One of those arrested in Marbella had €378,000 in high-denomination €500 notes. This led to revelations that such notes make up 60 percent of the €80 billion circulating in Spain. Spain now has a quarter of all the €500 notes in the EU compared to 3.5 percent in 2002. The notes are known in Spain as “bin Ladens” because everyone has heard of them but never seen them. Most are believed to circulate in the construction industry, where transactions are often carried out in cash and real estate companies undervalue properties when they are officially registered.
Down the coast from Marbella, the mayor of Manilva has been accused of participating in an alleged €250 million money-laundering ring, and a former mayor of Estepona was convicted on similar charges.
The tax agency is also investigating 18 companies that took money related to the Terra Mítica theme park, which was never constructed. The park, partly funded by the Popular Party government in Valencia, went bankrupt in 2004 with debts of €300 million.
International financial institutions are now warning the Spanish government that the country is losing its international competitiveness and productivity is declining. The current account deficit has widened to 7.5 percent of GDP, the second largest in the world. The European Commission forecasts it will increase to 9 percent in 2007, adding “these levels cannot be sustained forever.”
Last year, the government introduced its National Reform Programme, saying it would address Spain’s lacklustre productivity performance and competitiveness.

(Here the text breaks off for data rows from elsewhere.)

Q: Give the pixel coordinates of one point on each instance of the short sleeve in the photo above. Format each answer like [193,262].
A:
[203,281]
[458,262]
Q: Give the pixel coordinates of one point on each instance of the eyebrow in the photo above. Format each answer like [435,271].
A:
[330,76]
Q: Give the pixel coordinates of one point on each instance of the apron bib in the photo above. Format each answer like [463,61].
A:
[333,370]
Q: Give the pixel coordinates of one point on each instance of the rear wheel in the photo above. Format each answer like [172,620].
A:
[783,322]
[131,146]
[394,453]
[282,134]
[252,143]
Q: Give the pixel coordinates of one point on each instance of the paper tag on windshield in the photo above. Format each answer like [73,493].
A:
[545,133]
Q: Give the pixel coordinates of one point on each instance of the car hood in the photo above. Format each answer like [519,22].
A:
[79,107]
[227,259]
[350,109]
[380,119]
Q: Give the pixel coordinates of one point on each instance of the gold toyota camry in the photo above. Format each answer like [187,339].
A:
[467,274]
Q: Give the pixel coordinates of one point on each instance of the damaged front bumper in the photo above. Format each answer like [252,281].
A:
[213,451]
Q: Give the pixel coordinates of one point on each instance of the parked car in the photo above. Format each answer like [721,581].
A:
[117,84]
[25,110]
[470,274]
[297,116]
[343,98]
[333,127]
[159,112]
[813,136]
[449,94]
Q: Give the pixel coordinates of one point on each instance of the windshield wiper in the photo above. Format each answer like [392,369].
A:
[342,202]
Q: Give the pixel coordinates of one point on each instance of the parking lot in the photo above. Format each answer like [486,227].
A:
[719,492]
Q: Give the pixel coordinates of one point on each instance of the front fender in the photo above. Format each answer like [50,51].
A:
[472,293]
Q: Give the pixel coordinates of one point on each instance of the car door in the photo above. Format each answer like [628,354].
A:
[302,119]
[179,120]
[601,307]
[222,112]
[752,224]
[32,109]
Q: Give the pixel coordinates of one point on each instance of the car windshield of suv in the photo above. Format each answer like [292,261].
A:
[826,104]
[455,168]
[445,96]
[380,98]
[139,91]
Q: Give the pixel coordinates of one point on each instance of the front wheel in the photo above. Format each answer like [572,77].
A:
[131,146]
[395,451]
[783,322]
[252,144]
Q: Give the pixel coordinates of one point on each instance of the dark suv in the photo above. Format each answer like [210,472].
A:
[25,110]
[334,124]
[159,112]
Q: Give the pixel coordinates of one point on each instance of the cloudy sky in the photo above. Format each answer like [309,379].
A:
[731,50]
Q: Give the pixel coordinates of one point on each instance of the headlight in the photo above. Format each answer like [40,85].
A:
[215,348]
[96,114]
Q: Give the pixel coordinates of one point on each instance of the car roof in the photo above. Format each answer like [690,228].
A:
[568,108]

It plans to reduce corporate tax on large companies and personal income tax, which predominantly favour the rich. At the same, the IMF says further labour reforms are necessary. Under the guise of reducing temporary contracts, it wants to reduce the dismissal costs and other conditions associated with permanent contracts. The organisation has also pushed for employers and trade unions to break up the national collective wage bargaining system, institute company-based wage agreements, and promote greater labour flexibility.
Spain’s increasing inequality exposes as fraudulent the perennial claim that “economic recovery” benefits everyone, even if unequally. The latest statistics show that there has been an enormous transfer of wealth—from the working class to the wealthy elite—in Spain with the backing of both the PP and the PSOE, backed by the Stalinist-led United Left (IU) and Catalan nationalists.